When a seller lists property with a broker or advertises as a FSBO, he should establish both the nature of his ownership and its extent.
Real-estate law conceptualizes property as a bundle of rights. A seller may be selling all his rights in a property or just some, with or without limitation in either case.
One or more rights can be severed–sold, leased or given away. A common severance involves separating subsurface minerals from the surface. In some states, where surface is owned by one party and subsurface by another the situation is referred to as a “split estate.” I’ve evaluated properties where ownership of timber, water and wind have been separated from the bundle of surface rights being sold.
The sale, lease or donation of rights in property should be recorded. Most mineral sales and leases are, but I’ve found sales of timber rights not recorded and not disclosed.
A complete bundle of rights in property is referred to as “fee simple absolute.” The shorthand is, property “owned in fee.” Where subsurface rights have been severed from surface rights, that property is not being sold in fee.
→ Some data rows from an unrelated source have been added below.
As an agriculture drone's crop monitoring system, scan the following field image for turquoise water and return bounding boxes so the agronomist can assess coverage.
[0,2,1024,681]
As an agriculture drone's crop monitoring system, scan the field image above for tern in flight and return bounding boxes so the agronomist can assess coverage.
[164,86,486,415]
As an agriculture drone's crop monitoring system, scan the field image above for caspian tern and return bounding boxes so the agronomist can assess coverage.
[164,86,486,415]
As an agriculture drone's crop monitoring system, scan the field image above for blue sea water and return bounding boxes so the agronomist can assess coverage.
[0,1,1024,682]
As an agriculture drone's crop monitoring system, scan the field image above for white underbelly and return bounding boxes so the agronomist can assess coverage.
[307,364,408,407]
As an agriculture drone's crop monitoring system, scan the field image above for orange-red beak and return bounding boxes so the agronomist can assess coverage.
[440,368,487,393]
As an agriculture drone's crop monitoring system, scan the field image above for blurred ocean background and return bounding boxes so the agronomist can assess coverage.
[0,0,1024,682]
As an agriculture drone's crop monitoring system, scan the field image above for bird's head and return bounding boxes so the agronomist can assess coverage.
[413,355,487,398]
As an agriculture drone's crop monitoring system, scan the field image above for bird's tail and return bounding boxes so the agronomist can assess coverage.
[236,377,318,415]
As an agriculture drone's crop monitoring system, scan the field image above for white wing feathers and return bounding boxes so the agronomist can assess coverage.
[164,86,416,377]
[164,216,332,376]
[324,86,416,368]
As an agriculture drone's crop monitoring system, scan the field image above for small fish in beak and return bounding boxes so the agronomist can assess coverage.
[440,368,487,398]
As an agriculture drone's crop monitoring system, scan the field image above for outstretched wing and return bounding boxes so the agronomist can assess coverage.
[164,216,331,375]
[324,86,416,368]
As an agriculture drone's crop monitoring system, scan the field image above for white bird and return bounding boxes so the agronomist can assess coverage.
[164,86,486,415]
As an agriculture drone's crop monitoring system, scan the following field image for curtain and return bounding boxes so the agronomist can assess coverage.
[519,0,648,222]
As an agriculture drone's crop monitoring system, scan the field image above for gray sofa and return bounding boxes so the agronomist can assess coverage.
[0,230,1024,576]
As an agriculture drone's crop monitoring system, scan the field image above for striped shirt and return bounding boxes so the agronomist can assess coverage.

A buyer may discover that different subsurface rights were sold to different entities. In the worst case, different parties could own the discrete rights to a property’s oil, shallow gas, deep gas, coal, coal-bed methane, hard-rock minerals, clay and water.
States differ in their views of the rights that surface owners retain when the owner of the subsurface rights wants to explore, drill or mine. Some states require some form of surface-owner consent. Other states more or less don’t.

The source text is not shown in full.